Washington D.C. has been in one of the strangest legal situations in American cannabis history for over a decade. Residents voted to legalize marijuana back in 2014, local lawmakers have wanted to build a regulated retail market, and yet — thanks to a budget rider Congress keeps quietly renewing every year — no legal dispensary has been able to sell recreational weed in the nation's capital. Now, in a twist nobody really saw coming, Donald Trump's executive order directing the reclassification of cannabis from Schedule I to Schedule III might be the thing that finally breaks the logjam.
The Congressional Rider That Broke D.C.
The culprit behind D.C.'s decade-long recreational sales drought is a spending bill provision originally championed by Rep. Andy Harris of Maryland. It bars the District from using its appropriated funds to legalize or reduce penalties for any Schedule I substance. Simple enough — except that if cannabis moves to Schedule III, it is no longer a Schedule I substance, which means that specific restriction no longer applies to it.
The Congressional Research Service flagged exactly this dynamic in a 2024 report, noting that rescheduling would permit D.C. to "authorize the commercial sale of recreational marijuana, establish market regulations, and levy marijuana taxes, among other policy options." NORML made the same argument that same year.
There Is a Catch (Because There Is Always a Catch)
The rider also includes language prohibiting the legalization of "any tetrahydrocannabinols derivative," and that phrase is not defined anywhere in federal law. Legal analysts have noted this creates genuine interpretive ambiguity — it is unclear whether that language would still function as a blanket block on a regulated cannabis market, or whether courts would read it narrowly. NORML's position is that a court is unlikely to interpret "tetrahydrocannabinols derivative" as covering marijuana broadly, but that question has not been tested.
So D.C. could theoretically move forward, but it would be doing so with some legal fog still in the air.
The Irony Is Not Lost on Anyone
The same administration that called D.C. marijuana policy a "failed" experiment that "opened the door to disorder" is now, through a separate executive action, potentially handing the District the legal breathing room it needs to build the regulated market it has been trying to create for years. Politics is weird. Cannabis policy is weirder.

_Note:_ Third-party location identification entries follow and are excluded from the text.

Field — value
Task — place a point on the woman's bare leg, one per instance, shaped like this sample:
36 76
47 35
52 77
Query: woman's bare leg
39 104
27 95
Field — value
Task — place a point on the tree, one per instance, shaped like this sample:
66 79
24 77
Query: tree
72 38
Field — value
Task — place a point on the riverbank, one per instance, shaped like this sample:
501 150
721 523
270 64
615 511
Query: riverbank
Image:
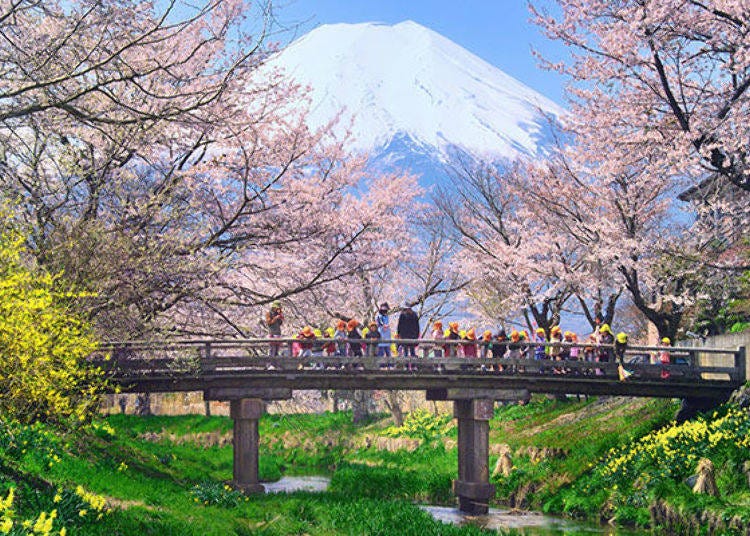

Medical sales are already operating legally in D.C., so the infrastructure is not starting from zero. If rescheduling proceeds and local officials feel confident enough in the legal interpretation, the District could finally give residents the retail market they voted for — more than ten years later than they should have gotten it.
Watch this one closely, because the policy and legal details are going to matter enormously as rescheduling moves through the federal process.